What does a nucleus look like?
I can't give you a real answer but I figured this may be better than nothing:
- I don't know of any better model, although I'm not an expert in nuclear physics so I can't be sure one doesn't exist.
- I suspect that any better model would not give a nice neat physical picture of the nucleus, the way we have a nice neat physical picture of the atom. In particular, I wouldn't expect to see a model that predicts concentric wavefunctions for nucleons, the way quantum mechanics describes electrons. Protons and neutrons are complex composite particles with many internal (and external) interactions, so their wavefunctions will tend to be much more localized than those of electrons. This is one case where the classical particle model actually is not too bad.
- From what I've heard (from people who know this business), the current state of the art in lattice QCD computations is calculating the mass of the proton with some accuracy. They're a long way away from being able to actually simulate a whole nucleus.
When you get down to these length scales, you have to be careful with words such as "look". In my mind, the "answer" for this question requires a roundabout in the philosophical area.
"Look" - what does it mean in physics? Even more relevant: "is". When a physicists uses the word "is", s/he is really using a shortcut for saying "behaves as it would be", that is, it behaves according to some model (this is a realization that took a couple of years for me to reach. Of course, I might change it in the future as I continue my physics intake). This is not only true for quantum physics, but in the macroscopic world, the distinction is often thought of as not as important. No one can deny the following though: a rod is a model for a certain object, and we can prescribe this model to real-life objects and calculate. In some cases, the physical object that we one day called a rod might be called a spring, depending on what we want to do. What "is" the object? In the physicists eyes, it is both a rod and a spring, and there is no incompatibility, as long as one knows what one is doing. What does it "look" like? It depends on the length scale and the application.
In the quantum world, de Broglie says that the constituents are both particles and waves. Contradiction? No.
How does a nucleus "look"? Which model is "right"? It depends. How I would intuitively imagine it in my mind is as a continuous domain of a charge (strong/weak/EM) cloud. Is this "correct"? It is one possible model, that works well in some applications. In other applications, it is just a hard sphere/wave/point/oscillator...

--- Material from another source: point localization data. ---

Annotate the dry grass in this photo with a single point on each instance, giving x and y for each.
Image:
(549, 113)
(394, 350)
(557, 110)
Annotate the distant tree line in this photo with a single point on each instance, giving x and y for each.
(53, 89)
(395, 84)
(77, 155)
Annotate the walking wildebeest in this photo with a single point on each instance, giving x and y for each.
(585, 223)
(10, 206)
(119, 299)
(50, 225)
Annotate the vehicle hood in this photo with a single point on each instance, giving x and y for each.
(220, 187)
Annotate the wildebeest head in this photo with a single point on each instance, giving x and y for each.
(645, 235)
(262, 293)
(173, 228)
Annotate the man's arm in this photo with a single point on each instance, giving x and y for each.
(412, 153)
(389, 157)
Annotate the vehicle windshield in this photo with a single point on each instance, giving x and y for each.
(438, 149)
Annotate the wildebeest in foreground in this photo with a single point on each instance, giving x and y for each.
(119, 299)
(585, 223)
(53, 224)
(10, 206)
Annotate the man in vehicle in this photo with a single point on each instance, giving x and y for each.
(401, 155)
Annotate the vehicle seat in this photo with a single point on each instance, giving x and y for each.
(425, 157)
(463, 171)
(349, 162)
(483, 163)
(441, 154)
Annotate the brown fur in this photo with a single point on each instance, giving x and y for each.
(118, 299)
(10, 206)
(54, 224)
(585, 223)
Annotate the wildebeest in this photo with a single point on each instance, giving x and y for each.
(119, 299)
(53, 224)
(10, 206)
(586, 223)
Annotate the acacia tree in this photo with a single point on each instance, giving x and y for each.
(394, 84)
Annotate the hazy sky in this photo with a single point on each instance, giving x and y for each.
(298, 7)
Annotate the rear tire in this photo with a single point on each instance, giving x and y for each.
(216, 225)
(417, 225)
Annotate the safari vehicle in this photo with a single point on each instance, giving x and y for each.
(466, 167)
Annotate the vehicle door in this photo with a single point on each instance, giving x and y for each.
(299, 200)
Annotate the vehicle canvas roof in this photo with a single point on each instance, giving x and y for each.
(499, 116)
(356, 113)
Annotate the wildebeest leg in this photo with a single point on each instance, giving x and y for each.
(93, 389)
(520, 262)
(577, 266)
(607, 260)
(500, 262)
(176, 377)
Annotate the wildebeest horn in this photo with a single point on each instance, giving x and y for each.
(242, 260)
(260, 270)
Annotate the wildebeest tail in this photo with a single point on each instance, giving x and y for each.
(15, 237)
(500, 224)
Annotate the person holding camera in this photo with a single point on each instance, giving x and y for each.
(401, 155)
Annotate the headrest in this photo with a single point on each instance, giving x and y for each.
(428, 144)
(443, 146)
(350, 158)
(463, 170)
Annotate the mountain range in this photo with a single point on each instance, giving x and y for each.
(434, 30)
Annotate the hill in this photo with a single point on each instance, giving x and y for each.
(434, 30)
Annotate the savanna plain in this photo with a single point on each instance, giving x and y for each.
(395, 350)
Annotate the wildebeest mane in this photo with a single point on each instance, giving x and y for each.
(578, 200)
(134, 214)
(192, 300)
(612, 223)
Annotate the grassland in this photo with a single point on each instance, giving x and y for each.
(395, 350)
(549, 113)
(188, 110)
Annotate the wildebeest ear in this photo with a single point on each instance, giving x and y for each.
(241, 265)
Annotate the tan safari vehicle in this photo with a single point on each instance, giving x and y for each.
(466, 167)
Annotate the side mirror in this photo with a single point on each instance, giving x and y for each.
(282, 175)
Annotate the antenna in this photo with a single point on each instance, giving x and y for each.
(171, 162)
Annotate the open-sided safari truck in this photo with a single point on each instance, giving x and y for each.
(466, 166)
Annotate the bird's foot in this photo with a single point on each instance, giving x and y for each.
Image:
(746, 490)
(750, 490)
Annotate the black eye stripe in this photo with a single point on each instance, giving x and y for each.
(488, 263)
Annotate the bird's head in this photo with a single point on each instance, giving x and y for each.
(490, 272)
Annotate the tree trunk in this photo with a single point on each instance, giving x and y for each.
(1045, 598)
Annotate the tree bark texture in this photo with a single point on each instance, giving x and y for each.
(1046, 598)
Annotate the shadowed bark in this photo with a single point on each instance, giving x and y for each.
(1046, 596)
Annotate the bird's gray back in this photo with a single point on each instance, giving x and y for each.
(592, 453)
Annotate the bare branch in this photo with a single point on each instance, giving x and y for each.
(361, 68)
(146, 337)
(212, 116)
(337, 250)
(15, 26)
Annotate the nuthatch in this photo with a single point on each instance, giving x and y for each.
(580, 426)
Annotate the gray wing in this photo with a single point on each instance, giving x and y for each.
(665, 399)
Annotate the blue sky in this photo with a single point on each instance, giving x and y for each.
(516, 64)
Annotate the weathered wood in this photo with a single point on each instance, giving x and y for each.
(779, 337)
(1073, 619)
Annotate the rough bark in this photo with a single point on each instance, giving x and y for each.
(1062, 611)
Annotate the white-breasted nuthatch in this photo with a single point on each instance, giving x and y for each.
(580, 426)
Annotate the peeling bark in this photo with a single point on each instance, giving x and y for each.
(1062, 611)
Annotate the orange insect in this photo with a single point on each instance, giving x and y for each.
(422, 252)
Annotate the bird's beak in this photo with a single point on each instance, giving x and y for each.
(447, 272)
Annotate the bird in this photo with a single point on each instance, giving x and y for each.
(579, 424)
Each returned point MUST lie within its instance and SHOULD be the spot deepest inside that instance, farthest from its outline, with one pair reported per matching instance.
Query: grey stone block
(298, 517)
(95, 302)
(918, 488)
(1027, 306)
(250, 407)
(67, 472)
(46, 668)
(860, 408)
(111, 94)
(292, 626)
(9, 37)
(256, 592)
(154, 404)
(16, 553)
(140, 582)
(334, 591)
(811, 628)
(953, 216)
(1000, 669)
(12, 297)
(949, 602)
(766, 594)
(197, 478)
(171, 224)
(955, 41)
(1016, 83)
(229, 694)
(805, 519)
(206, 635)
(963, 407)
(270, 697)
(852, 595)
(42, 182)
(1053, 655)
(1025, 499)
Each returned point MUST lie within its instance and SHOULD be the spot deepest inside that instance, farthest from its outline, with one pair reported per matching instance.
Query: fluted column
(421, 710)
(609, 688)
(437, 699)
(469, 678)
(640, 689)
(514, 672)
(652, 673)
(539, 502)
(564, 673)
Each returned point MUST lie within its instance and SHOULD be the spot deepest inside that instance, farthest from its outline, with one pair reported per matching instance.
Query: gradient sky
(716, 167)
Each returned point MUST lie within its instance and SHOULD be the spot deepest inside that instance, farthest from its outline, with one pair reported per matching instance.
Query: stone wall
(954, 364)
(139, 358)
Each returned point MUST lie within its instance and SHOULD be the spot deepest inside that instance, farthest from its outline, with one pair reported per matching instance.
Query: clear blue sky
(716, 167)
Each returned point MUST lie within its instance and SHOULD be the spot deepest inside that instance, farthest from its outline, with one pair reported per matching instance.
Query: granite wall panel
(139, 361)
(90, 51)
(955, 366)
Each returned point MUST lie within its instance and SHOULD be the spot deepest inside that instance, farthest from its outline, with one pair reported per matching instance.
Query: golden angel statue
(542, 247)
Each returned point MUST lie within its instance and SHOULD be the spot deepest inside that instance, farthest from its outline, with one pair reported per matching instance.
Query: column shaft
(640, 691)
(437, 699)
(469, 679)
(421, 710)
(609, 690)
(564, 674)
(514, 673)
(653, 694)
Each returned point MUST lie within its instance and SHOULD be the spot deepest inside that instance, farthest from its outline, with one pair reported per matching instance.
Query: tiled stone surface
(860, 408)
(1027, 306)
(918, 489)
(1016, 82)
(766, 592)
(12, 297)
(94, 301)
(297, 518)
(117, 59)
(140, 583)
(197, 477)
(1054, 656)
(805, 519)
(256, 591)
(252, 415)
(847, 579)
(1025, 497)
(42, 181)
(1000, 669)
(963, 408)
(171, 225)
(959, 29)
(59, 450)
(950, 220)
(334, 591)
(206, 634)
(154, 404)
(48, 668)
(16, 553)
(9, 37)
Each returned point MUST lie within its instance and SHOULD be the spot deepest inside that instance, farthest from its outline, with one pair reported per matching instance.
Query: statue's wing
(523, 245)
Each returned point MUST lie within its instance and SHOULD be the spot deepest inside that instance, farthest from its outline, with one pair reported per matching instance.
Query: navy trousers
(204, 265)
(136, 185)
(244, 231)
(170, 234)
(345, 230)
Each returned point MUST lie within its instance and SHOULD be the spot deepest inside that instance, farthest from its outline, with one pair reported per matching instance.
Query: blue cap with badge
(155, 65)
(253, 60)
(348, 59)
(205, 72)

Sorry about the flaky amateur-philosophical mumbo-jumbo :-) Question to think about: what does "is" mean for a physicist (or a mathematician, or many other people).
In standard undergraduate nuclear physics course one learns about models such as Liquid Drop model and Shell model that explain some properties of nucleus.
But as I understand it these models are purely empirical and most importantly incompatible.
This is not really true.
They're not incompatible. The liquid drop model can be obtained as the classical limit of the shell model.
They're not purely empirical. The shell model is usually done using a residual interaction that is empirically determined, but that doesn't mean the model is purely empirical.
We can't define what a nucleus "looks like" in the optical sense because it doesn't interact with photons in ways that would allow that. But the mean field basically has the form of a sphere or prolate ellipsoid in almost all cases. This shape can fluctuate about the equilibrium, just like with any quantum-mechanical oscillator.
What is the current state of first-principles QCD computations of the nucleus?
Very small systems like the deuteron are somewhat doable. But in general QCD is neither necessary nor a sufficient for doing nuclear structure calculations. You're dealing with an n-body problem that is essentially intractable unless you can find tricks to make it tractable. For a nucleus with mass number $A$, we have $n=A$ if we treat it using nucleons as the particles, $n=3A$ if we use quarks (not even counting the gluons). There is no reason to make the problem even more intractable by tripling $n$. Low-energy nuclear structure is nonrelativistic, and there is simply no advantage to using a quark model.